Message par Demi-Lune »

Pour ma part, j'y vois l'un des tous meilleurs Argento.
Premier essai (largement transformé à mon sens), L'Oiseau au plumage de cristal est, comme le disait mannhunter, le film matriciel de toute l'œuvre du cinéaste, aussi bien dans les figures qui seront ritualisées (l'assassin en noir, le témoin involontaire, les meurtres sexuellement connotés, une atmosphère quasi fantastique renforcée par la musique de Morricone) que dans ses quelques thématiques (le point de vue, ou, comme pour le traumatique assassinat de Kennedy cinq ans plus tôt, la frustration de ne pas avoir vu ou plutôt d'avoir vu quelque chose dont on est incapable de se souvenir). Intéressant de se replonger dans les débuts de la carrière du cinéaste pour constater qu'il n'a pas toujours été cet esthète baroque avide d'outrances en tous genres.
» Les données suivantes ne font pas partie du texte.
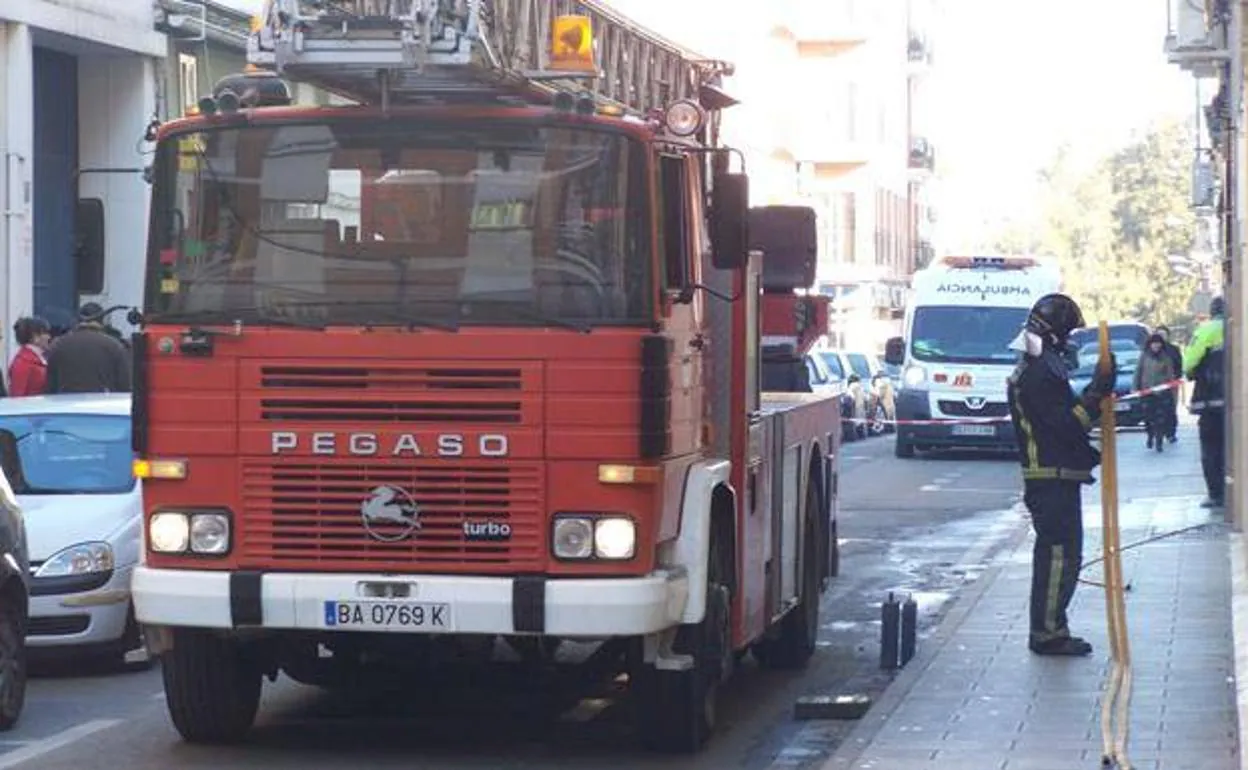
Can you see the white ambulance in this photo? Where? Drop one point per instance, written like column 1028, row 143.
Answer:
column 961, row 316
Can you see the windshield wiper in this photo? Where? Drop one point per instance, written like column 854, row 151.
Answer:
column 390, row 312
column 529, row 313
column 230, row 317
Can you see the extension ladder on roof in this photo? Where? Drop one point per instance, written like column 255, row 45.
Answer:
column 387, row 51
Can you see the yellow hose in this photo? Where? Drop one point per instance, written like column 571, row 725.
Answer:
column 1116, row 703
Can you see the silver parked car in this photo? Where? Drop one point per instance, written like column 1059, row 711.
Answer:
column 82, row 508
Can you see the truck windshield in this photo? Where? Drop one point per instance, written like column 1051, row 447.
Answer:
column 966, row 335
column 399, row 221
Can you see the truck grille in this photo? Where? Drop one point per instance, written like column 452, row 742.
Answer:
column 959, row 408
column 394, row 393
column 308, row 516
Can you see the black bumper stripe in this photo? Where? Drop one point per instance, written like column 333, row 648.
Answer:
column 528, row 604
column 245, row 607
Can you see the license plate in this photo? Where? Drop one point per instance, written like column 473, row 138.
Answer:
column 388, row 615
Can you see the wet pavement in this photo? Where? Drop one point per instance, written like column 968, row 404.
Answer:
column 925, row 527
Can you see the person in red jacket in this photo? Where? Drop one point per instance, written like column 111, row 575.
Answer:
column 28, row 372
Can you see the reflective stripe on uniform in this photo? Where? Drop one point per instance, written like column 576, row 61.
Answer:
column 1065, row 474
column 1053, row 594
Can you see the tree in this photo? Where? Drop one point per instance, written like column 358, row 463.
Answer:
column 1115, row 226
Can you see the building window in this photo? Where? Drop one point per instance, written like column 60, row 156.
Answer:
column 187, row 80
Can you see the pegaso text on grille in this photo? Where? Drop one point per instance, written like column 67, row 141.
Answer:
column 402, row 444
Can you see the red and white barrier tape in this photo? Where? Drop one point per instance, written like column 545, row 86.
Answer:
column 964, row 421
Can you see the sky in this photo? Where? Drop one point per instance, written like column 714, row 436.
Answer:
column 1012, row 81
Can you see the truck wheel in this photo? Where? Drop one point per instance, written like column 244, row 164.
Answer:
column 904, row 449
column 799, row 629
column 211, row 692
column 677, row 710
column 13, row 660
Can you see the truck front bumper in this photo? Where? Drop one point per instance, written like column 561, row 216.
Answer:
column 529, row 604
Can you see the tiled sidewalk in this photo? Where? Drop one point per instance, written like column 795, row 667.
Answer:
column 977, row 699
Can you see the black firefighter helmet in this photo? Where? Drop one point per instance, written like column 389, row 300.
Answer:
column 1053, row 317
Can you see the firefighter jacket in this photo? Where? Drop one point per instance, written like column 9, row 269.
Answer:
column 1203, row 361
column 1050, row 422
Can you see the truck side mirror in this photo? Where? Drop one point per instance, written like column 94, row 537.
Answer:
column 895, row 351
column 788, row 236
column 729, row 221
column 89, row 253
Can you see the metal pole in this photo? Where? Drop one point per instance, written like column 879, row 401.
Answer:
column 1236, row 338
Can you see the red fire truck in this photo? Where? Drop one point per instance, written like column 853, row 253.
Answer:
column 474, row 355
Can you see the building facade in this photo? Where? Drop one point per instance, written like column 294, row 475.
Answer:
column 78, row 87
column 861, row 155
column 1206, row 38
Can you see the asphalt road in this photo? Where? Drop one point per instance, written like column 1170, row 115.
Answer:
column 922, row 527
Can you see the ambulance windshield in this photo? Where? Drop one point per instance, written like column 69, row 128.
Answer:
column 966, row 335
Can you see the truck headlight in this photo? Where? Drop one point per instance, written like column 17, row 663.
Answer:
column 199, row 533
column 81, row 559
column 587, row 537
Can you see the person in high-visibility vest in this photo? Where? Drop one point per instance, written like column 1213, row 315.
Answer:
column 1204, row 363
column 1057, row 458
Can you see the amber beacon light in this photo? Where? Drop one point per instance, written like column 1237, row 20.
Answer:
column 572, row 44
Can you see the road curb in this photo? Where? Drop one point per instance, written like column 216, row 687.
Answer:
column 1236, row 542
column 860, row 738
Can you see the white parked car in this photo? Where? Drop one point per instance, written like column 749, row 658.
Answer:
column 82, row 508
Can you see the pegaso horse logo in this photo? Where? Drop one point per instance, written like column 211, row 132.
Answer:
column 390, row 514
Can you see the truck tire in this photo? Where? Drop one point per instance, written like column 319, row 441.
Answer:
column 677, row 710
column 212, row 693
column 799, row 629
column 13, row 659
column 904, row 449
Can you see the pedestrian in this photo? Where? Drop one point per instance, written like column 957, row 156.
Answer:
column 28, row 371
column 1057, row 458
column 1204, row 363
column 1177, row 357
column 87, row 360
column 1157, row 368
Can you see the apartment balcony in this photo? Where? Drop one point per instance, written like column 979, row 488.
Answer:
column 919, row 53
column 1196, row 36
column 922, row 156
column 833, row 149
column 924, row 253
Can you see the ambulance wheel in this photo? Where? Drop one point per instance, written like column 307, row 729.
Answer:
column 212, row 693
column 677, row 710
column 799, row 629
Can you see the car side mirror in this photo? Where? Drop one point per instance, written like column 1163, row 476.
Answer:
column 730, row 221
column 10, row 462
column 895, row 351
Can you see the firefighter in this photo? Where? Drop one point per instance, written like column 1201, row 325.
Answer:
column 1057, row 458
column 1204, row 362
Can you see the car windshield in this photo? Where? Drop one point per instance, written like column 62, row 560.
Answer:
column 399, row 222
column 71, row 453
column 1126, row 353
column 966, row 335
column 834, row 365
column 860, row 365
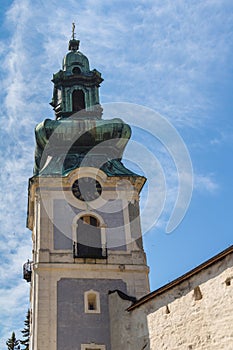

Je trouve que c'est un film assez représentatif de ce bouillonnement de la fin des années 1960. En résulte un petit coup de maître : mise en scène débordant d'idées, cadrages impressionnants, scénario largement plus rigoureux que ceux de ses films des années 1980, suspense hitchcockien très prenant (la scène où l'assassin tente de s'introduire dans l'appartement est d'une efficacité redoutable), importance accordée à l'Art aussi bien en toile de fond que comme ressort scénaristique, tout cela s'agence dans un thriller de grande classe avec à la clé un twist malin. Une très belle ébauche au définitif Profondo Rosso, et l'un des films les plus "carrés" d'Argento.